The impetus for building the Vectis platform grew out of funding provided by the New South Wales government's office of Health and Medical Research to set up the Sydney Genomics Collaborative in 2014. Through this initiative, the government is funding whole-genome sequencing across three programs, comprising about 10,000 whole genomes.
Programs under the auspices of the collaborative are the Medical Genome Reference Bank, which houses about 4,000 whole-genome sequences from healthy elderly individuals that are intended for use as controls in disease-specific studies; the NSW Health Collaborative Genomic Medical Research Grants Program, which funds whole-genome sequencing projects focused on diseases; and the NSW Cancer Genomic Medicine Program, which focuses on early detection, prevention, and management of cancer.
To support the collaborative's efforts, Garvan developed Vectis platform as a hub for housing datasets from the project, Kaplan said. Vectis is also used by Genome.One, Garvan's wholly-owned subsidiary, to integrate genomic and phenotypic information as part of its whole-genome sequencing services offering.

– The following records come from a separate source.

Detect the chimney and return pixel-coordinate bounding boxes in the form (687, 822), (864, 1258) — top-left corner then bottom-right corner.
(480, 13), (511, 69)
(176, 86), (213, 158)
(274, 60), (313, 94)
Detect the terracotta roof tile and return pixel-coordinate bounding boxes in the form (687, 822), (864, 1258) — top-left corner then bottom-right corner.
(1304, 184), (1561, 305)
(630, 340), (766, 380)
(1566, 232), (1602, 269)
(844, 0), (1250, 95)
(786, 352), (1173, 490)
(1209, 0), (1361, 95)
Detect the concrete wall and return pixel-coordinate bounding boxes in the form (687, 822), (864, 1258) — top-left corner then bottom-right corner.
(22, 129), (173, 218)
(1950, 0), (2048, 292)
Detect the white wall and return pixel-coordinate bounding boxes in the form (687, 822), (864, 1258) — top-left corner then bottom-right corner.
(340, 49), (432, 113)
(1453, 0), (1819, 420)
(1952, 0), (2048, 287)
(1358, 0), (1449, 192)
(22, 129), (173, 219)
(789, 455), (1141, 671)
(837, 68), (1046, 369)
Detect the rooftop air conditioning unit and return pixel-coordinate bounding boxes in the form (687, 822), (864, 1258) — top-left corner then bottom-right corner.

The platform has also been tapped to support the Australia Genomics Health Alliance (AGHA), an international initiative that brings together 80 organizations to explore applications of genomics within healthcare. It currently houses information from about a dozen patient cohorts associated with AGHA that together have over 8,200 patients and participants. AGHA's iteration of the platform, called Vectis Variant Atlas, currently has sequence data from over 4,600 genomes – about 700 terabytes of data. Earlier this year, the Alliance kicked off a program called Acute Care Genomics, supported by Edico Genome, which aims to bring rapid genomic testing to 12 neonatal intensive care units and six pediatric ICUs in Australia.

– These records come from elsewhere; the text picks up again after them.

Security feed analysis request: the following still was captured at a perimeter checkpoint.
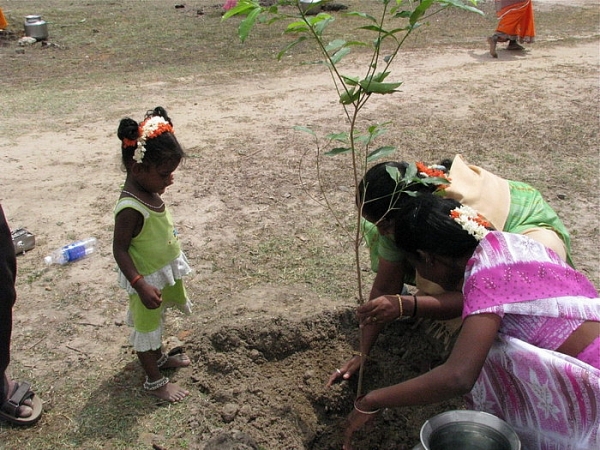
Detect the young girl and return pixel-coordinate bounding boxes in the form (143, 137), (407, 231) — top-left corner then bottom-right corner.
(114, 107), (192, 402)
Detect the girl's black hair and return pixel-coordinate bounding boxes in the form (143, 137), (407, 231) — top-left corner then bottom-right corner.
(117, 106), (185, 168)
(358, 161), (446, 222)
(393, 194), (480, 258)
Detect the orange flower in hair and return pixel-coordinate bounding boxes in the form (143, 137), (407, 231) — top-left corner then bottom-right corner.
(416, 162), (450, 190)
(130, 116), (175, 163)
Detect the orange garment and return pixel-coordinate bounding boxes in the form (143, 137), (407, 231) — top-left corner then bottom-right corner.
(0, 8), (8, 30)
(495, 0), (535, 43)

Other projects that will benefit from the new hardware include the Lions Kids Cancer Genome Project, a joint initiative of the Garvan Institute, the Lions Clubs International Foundation, and the Australian Lions Childhood Cancer Research Foundation that is focused on providing whole-genome sequencing and analysis for children with high-risk cancers.
The infrastructure will also support the Australian Genomic Cancer Medicine Program, which seeks to identify new treatment options for patients with rare cancers or patients who have exhausted other treatment options, through the Molecular Screening and Therapeutics clinical trials initiative. The program recently received $50 million in funding to expand to all states and territories in Australia.
In addition, the new hardware will support some of the Garvan institute's internal genomics initiatives and projects, Kaplan said. This includes research projects at the Kinghorn Center for Clinical Genomics, which seeks to improve the interpretation of genomes and genome variants to further the use of genomic information in patient care. Researchers from the center recently published a pair of studies that compared the ability of whole-genome sequencing and of more targeted approaches to diagnose hereditary cardiovascular disorders.
"Our enthusiasm for this expansion [is] not just about meeting [the demand] that we have right now," Kaplan said, "but also to be able to design and understand what the actual requirements and best approaches are that are needed." One of the advantages of having the infrastructure in-house is that "we [can] optimize the analysis solutions, and then share our experiences with others, like our partners, the national supercomputing facility, who can adopt our exact specifications," he said.